This just in…according to data from The Creative Group, advertising and marketing executives receive an average of 23 resumes for every position they need to fill. As for interviewing itself, they meet six job seekers before extending an offer.
We’re actually surprised the number of resumes isn’t a lot higher! Whether it’s 223 or 23, there are several ways to stand out from the pack during your job search.
1. Study, study, study. Per the press release, you should do your due diligence. Check out the company’s website, social media presence as well as relevant headlines in the news. Feel free to ask people in your network as well, in particular people who have previously worked for the company. You’ll show your knowledge about the company to better communicate how you can add tremendous value to the company.
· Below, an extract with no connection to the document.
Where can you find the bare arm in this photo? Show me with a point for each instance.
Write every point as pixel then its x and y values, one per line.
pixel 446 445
2. Avoid resume blunders. Make sure your resume is spot on to the position you’re pursuing. If you’re pursuing an advertising or marketing role, in particular, tailor your application to meet their qualifications based on highlighting the most relevant parts of your portfolio.
3. Be yourself! One of the best ways to stand out is to be yourself. Shine, baby shine! Hiring managers want to assess who you are to determine if you’re a good fit for the team. Answer questions honestly and sincerely. If you can’t think of an example for a behavioral-based question (“Tell me a time when you worked with a difficult colleague…), don’t fudge it. You’ll make a stronger impression by being honest than stating a cookie cutter response.
4. Follow up tactfully. Definitely send a thank-you note but also express your interest in the position and succinctly highlight your stellar credentials. The press release points out, “It’s a seemingly obvious but often-overlooked step.” So true! Many candidates fail to show their enthusiasm for the role. They assume recruiters and hiring managers already know that based on the mere fact they’re interviewing. Not true! Show fire in your belly, that sparkle in your eyes. And reinforce it with the thank-you email.